Analyze Perf Sampling With Trace Compass
Perf sampling and flame graphs are widely used to profile an application and understand where it spends most of its time. These features are documented here. This post will explain how to interactively analyze a perf sampling trace with flame graphs and Trace Compass.
Obtain a perf CTF trace
Note The perf to CTF conversion of sampling’s callchain was added in kernel version 4.13 and is needed to be able to visualize flame graphs in Trace Compass. Earlier kernel will not have this version of perf and flamegraphs will not be available.
First, a perf trace must be obtained in the usual way. For example, the following command will generate a perf sampling trace, with a sample taken on all CPU 99 times per second during 30 seconds.
perf record -F 99 -a -g -- sleep 30
Then, if your Linux distro supports perf2ctf conversion, the following command will convert the trace to a CTF format that can be read by Trace Compass:
perf data convert --all --to-ctf=./ctfdata
If you get a “No conversion support compiled in”, then you’ll need to compile perf with libbabeltrace before running the previous command.
The ‘–all’ flag also convert the perf_mmap[2] events to allow symbol resolution.
Now don’t forget to change the ownership of the ctfdata folder. Since the perf commands are usually run as root, Trace Compass will not be able to read the trace otherwise.
Also, for the kernel symbols to be resolved, one needs to obtain the kallsyms from the kernel to import them in Trace Compass later. The following command will get those symbols:
cat /proc/kallsyms > /path/to/my/trace/kallsyms
Install the perf feature
The feature needed to analyze a perf trace is the “Perf Profiling (Incubation)” feature, in the Trace Compass Incubator. See the instructions to install incubator features.

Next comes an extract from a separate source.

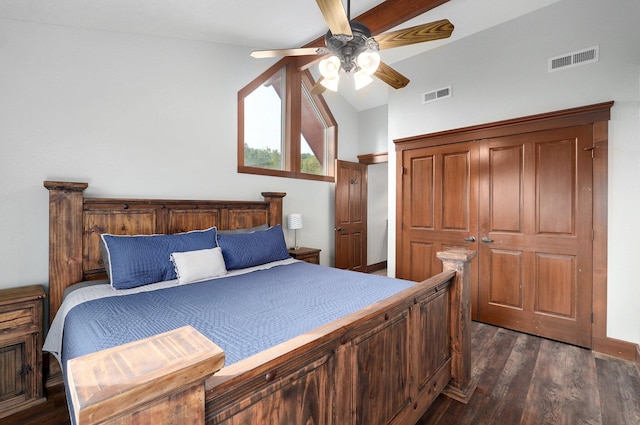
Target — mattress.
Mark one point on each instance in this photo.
(243, 313)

This feature will add a new trace type under “Common Trace Format” called “Perf 2 CTF trace”. The trace type should be automatically detected when importing such a trace. It also adds 2 specific analyzes for that trace type:
- Perf mmap Symbols for symbol resolution. Note that symbol resolution uses the perf_mmap[2] events that have links to binaries and libraries used by threads and processes. To have accurate symbol resolution, the trace has to be visualized on the same machine that generated it (for now).

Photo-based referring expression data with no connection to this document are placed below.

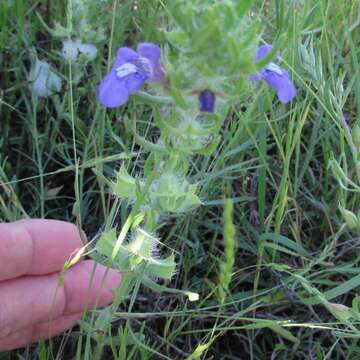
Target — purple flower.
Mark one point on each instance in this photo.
(130, 70)
(207, 101)
(275, 76)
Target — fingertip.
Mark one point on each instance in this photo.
(89, 285)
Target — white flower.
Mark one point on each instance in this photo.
(43, 81)
(72, 49)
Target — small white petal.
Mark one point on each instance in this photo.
(125, 70)
(275, 68)
(88, 50)
(43, 81)
(72, 49)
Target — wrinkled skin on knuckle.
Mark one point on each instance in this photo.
(5, 327)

- Perf Sampling under which are the flamegraph and calling context tree views.
Analyzing the trace
The trace can now be imported in Trace Compass. The trace type should be detected automatically. If it is not, it can be set by right-clicking on the trace, select trace type -> Common trace format -> Perf 2 CTF trace, and open the trace.

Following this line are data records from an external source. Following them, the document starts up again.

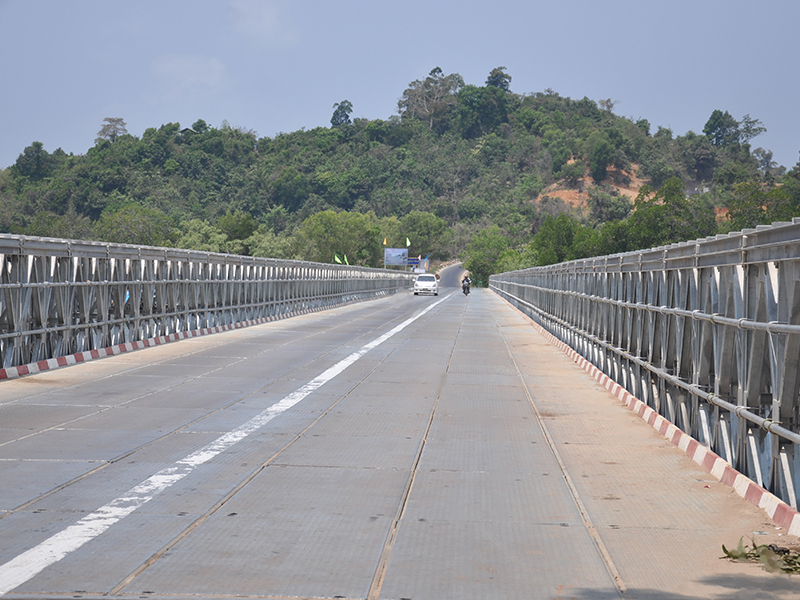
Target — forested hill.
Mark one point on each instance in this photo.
(478, 171)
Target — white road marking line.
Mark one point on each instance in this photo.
(32, 562)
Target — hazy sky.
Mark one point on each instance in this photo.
(278, 65)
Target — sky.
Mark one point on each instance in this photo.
(275, 66)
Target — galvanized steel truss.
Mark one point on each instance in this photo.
(707, 333)
(59, 297)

To get the flamegraph, expand the trace, Views element, then Perf Sampling, there’s a flame graph view that will show data for the entire trace, and another one will calculate the flamegraph only for the time selection.
As the following screenshot shows, there is an arrow button on the upper right corner that allows to select how to group the sampling data, either all together, by process, or by thread.
The following 2 screenshots show respectively the flamegraph data grouped all together or by thread:
The view Flame Graph (Selection) shows the sampling data only for the selected time range. To select a time range, for instance, one can use the Histogram view or any other view that has time. The following screenshot used the Histogram view to select a time range in the view and we see both flamegraphs, one for the selection, one for the whole trace side by side. They can be independently grouped by any group.
If some symbols are represented as hexadecimal strings, it may mean the symbols have not been properly configured. Either right-click on the trace and select Configure symbols, or click the left-most button of the flame graph views. You can add the kallsyms file that has been saved previously. If some symbols are still not resolved, they may not be available. For instance, some languages may require additional symbol mapping files, to be obtained with tools like perf-map-agent for Java applications.
Current limitations of the perf2ctf analysis
- Symbol resolution is not saved between Trace Compass session, so each time we open a perf trace, we need to configure how to resolve the symbols by importing the kallsyms mapping file and any other required file.
- Some events are set at timestamp 0, so the trace range might be huge with only the end of the trace having events.
- The trace must be visualized on the same machine where it was taken to have correct symbol resolution. Otherwise, a library with the same name but different build might exist on the visualization machine and give false results.
- The colors are somewhat random and should have more meaning, as is the case with other perf flamegraphs.